Maung Aye served as vice-chairman of Myanmar's State Peace and Development Council (SPDC) from July 1993 to March 2011, playing a significant role in the country's military administration. Known for his strategic foresight and leadership, Maung Aye oversaw key military operations and held influential positions within the SPDC hierarchy. His tenure coincided with crucial moments in Myanmar's political landscape, navigating through reforms and challenges within the Tatmadaw regime. Despite speculations and adversities, Maung Aye's steadfast tenure as deputy head of state until the SPDC's dissolution in March 2011 underscored his enduring influence on Myanmar's governance.

==Early life and education==
Maung Aye was born on 25 December 1937 in Syriam, British Burma (now Myanmar). He attended the Defence Services Academy in Pyin Oo Lwin, where he graduated with a Bachelor of Science degree. The academy provided him with a solid education in military strategy and leadership, laying the groundwork for his future military career.

==Military career==
Maung Aye graduated from the Defence Services Academy in Pyin Oo Lwin with a Bachelor of Science degree in 1960. In 1966, he became commander of the Northeast Region. In 1988, he became commander of the Eastern Region. Two years later in 1990, he was promoted to major-general. In 1992, he was made Army Chief and was promoted as a Lieutenant General and simultaneously made Deputy Commander in Chief of Defense Services. In 1994, he was appointed Deputy Chairman of the State Law and Order Restoration Council (SLORC), and subsequently held the same position in the SPDC.

Vice-Senior General Maung Aye and Senior General Than Shwe, along with six other top military officers, were reported to have resigned their military posts on 27 August 2010. He reportedly transferred the deputy commander-in-chief post to Lt-Gen Ko Ko, head of Chief of Bureau of Special Operation-3, but remains the country's deputy head of state.

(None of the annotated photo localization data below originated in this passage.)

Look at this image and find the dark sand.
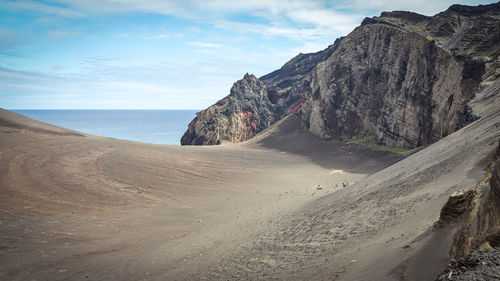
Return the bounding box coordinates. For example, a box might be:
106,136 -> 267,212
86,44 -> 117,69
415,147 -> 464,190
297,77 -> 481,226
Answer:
0,107 -> 498,280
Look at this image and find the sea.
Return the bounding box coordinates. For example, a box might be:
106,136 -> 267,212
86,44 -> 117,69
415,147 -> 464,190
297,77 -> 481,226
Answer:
12,110 -> 199,145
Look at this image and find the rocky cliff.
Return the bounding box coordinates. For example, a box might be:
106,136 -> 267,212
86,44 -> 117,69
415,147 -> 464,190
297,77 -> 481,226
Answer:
181,74 -> 291,145
181,2 -> 500,146
297,24 -> 464,147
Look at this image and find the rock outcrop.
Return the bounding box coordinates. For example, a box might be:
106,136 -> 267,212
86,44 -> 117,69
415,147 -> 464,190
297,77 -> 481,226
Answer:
432,140 -> 500,280
181,74 -> 292,145
435,247 -> 500,281
181,3 -> 500,146
434,190 -> 476,229
450,141 -> 500,258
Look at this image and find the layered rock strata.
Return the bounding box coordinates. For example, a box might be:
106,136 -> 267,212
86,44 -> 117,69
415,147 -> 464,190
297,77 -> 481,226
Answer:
450,141 -> 500,258
181,3 -> 500,146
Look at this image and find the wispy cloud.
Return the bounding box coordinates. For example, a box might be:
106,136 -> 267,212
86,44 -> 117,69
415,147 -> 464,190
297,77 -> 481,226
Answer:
139,33 -> 170,40
2,0 -> 86,18
337,0 -> 493,16
0,29 -> 25,55
187,42 -> 224,48
46,0 -> 362,39
4,0 -> 488,109
47,30 -> 78,39
286,9 -> 362,33
214,19 -> 340,42
49,0 -> 491,22
0,58 -> 241,109
3,0 -> 364,48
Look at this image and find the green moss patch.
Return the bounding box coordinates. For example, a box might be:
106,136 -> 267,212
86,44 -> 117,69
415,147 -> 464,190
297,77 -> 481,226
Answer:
347,135 -> 413,154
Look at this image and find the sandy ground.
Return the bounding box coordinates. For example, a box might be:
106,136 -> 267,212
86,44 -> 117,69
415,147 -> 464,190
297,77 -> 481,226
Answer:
0,109 -> 400,280
0,107 -> 498,280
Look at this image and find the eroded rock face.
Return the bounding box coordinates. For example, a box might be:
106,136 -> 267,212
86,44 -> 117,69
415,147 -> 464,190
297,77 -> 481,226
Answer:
370,2 -> 500,102
450,141 -> 500,258
298,25 -> 464,147
181,74 -> 288,145
434,190 -> 475,229
181,3 -> 499,147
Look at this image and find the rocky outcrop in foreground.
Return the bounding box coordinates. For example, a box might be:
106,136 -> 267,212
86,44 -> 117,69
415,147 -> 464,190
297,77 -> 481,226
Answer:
435,247 -> 500,281
181,2 -> 499,147
450,141 -> 500,258
434,141 -> 500,280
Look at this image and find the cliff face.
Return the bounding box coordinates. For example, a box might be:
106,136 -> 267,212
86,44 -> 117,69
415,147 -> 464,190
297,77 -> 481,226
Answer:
181,74 -> 300,145
298,25 -> 464,147
182,74 -> 270,145
181,3 -> 500,146
370,3 -> 500,101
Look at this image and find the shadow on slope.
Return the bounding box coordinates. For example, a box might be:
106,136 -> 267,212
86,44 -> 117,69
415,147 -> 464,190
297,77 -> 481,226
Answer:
246,113 -> 404,174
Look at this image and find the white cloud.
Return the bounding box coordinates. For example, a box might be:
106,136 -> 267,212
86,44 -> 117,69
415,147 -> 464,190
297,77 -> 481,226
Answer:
287,9 -> 361,33
48,0 -> 362,39
337,0 -> 494,16
214,19 -> 342,41
53,0 -> 318,17
48,0 -> 492,22
187,42 -> 224,48
140,33 -> 170,40
3,0 -> 366,45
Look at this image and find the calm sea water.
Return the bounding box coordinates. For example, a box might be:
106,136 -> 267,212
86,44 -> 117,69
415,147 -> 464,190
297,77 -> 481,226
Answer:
12,110 -> 198,145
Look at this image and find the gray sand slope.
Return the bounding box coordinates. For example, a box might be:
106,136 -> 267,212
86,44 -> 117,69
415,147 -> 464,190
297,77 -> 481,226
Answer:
0,109 -> 399,280
189,96 -> 499,280
0,105 -> 498,280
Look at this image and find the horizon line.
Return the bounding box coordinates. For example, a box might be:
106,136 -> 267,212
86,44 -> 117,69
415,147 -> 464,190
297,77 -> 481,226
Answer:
7,108 -> 202,111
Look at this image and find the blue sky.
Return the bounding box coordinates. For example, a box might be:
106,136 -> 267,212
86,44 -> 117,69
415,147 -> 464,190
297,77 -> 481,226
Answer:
0,0 -> 495,109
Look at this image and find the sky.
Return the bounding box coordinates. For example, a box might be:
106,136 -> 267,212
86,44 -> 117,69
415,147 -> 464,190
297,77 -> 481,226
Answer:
0,0 -> 495,109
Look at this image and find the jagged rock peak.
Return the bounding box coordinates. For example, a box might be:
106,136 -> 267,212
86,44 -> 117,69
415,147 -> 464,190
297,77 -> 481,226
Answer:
242,72 -> 256,80
181,73 -> 293,145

The rumours were later proven false. However, on 30 March 2011, the SPDC was dissolved by Than Shwe in favour of the elected President Thein Sein, which meant that Maung Aye's post also ceased to exist.

==Personal life==
Maung Aye is married to Mya Mya San and has one daughter, Nandar Aye. Nandar Aye is married to Pyi Aung (also spelt Pye Aung), the son of Aung Thaung, a former government minister and Pyithu Hluttaw representative.